When ME is compared to Highlighting, considerable differences in workload exist for all subscale scores. Yet, differences in detection accuracy scores between the two strategies were minimal. Given the differences in workload subscales, but similarities in detection accuracy scores, ME can assist with training tasks that are neither too challenging nor too simplistic. ME may be suited for high-stake security fields that require a tax on effort, but need a high detection accuracy. To illustrate, ME may be introduced to baggage-screening training, which requires the screener to identify Improvised Explosive Devices (IEDs) [9].

4.3 Which Strategy is Most Effective in Yielding an Appropriate Amount of Workload?

The appropriate amount of workload for an instructional training strategy depends on the desired application. Tasks that entail a large amount of workload for adequate performance may use Kim’s Game. Whereas training instances that demand execution of simple tasks may gear toward Highlighting. Alternatively, ME may be used as an intermediate training strategy that provides extensive amounts of practice, with moderate workload demands. The placement of instructional strategies within a training continuum can cater to specific trainee needs. For example, Highlighting may act as a simplified approach to train detection. Once the trainee has mastered basic task components, ME may be presented for practice purposes, to create repetition and moderate workload demands. Lastly, Kim’s Game may act as a testing mechanism for detection skills. Kim’s Game is an appropriate testing agent because it generates high workload demands expected in the real world.
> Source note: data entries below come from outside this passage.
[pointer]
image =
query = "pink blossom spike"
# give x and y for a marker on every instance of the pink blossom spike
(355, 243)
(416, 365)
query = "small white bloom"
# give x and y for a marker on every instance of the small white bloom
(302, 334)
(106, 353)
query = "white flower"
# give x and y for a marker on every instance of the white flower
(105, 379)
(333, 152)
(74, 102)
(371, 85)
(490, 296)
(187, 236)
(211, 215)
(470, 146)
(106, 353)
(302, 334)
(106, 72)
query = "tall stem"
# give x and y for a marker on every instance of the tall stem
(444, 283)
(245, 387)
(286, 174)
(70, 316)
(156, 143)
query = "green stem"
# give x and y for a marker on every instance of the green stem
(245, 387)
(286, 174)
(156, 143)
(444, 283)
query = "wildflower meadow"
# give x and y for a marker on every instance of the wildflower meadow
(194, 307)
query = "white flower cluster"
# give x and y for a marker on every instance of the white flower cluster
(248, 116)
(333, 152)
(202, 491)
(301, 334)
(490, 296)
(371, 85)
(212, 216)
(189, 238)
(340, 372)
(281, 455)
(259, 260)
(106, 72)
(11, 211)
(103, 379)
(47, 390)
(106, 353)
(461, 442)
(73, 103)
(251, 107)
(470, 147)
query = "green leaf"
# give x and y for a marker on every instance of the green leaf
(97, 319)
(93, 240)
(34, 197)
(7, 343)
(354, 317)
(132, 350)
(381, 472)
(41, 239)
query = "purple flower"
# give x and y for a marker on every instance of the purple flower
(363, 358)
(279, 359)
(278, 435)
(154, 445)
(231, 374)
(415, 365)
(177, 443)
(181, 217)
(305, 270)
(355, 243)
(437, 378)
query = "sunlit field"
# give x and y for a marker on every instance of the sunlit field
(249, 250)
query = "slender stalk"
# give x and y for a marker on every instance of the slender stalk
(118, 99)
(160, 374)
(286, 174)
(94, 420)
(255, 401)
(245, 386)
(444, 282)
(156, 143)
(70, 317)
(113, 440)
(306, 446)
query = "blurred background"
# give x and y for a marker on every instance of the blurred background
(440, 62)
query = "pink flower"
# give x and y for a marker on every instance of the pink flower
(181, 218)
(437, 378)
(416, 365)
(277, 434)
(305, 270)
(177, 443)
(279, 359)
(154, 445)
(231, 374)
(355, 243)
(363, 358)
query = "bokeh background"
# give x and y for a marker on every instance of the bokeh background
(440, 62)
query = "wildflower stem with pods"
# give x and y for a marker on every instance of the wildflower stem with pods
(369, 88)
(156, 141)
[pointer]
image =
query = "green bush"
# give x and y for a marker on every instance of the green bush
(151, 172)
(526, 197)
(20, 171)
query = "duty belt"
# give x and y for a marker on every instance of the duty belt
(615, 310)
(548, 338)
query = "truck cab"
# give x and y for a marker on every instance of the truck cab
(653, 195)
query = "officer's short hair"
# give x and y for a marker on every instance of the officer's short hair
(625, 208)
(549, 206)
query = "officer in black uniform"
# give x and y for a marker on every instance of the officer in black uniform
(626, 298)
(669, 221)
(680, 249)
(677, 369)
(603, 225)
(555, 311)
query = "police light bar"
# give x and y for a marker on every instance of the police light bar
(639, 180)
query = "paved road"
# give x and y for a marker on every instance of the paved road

Therefore, the presence of high detection accuracy in Kim’s Game suggests ideal performance under high-workload conditions.

5 Limitations

A limitation of this study was the discrete aspect of Kim’s game, when compared to the continuous nature of Highlighting, ME, and Control. This ecological difference in design may have acted as an extraneous variable, given that the pre-test and post-test also used a continuous method. Furthermore, outliers were detected in all conditions, which may have skewed the data.

6 Conclusion

This study analyzed the descriptive statistics of three instructional strategies, for the NASA-TLX subscales of frustration, effort, and performance; and detection accuracy. Based on the research findings, recommendations were given to map strategies according to a training continuum. Potential applications include baggage screening, special education, and healthcare. Future directions of research includes a follow-up study to assess learning retention for detection skills, and assessing other subscales of the NASA-TLX. Finally, to improve the objectivity of the results, physiological measurements to assess trainee workload should be integrated.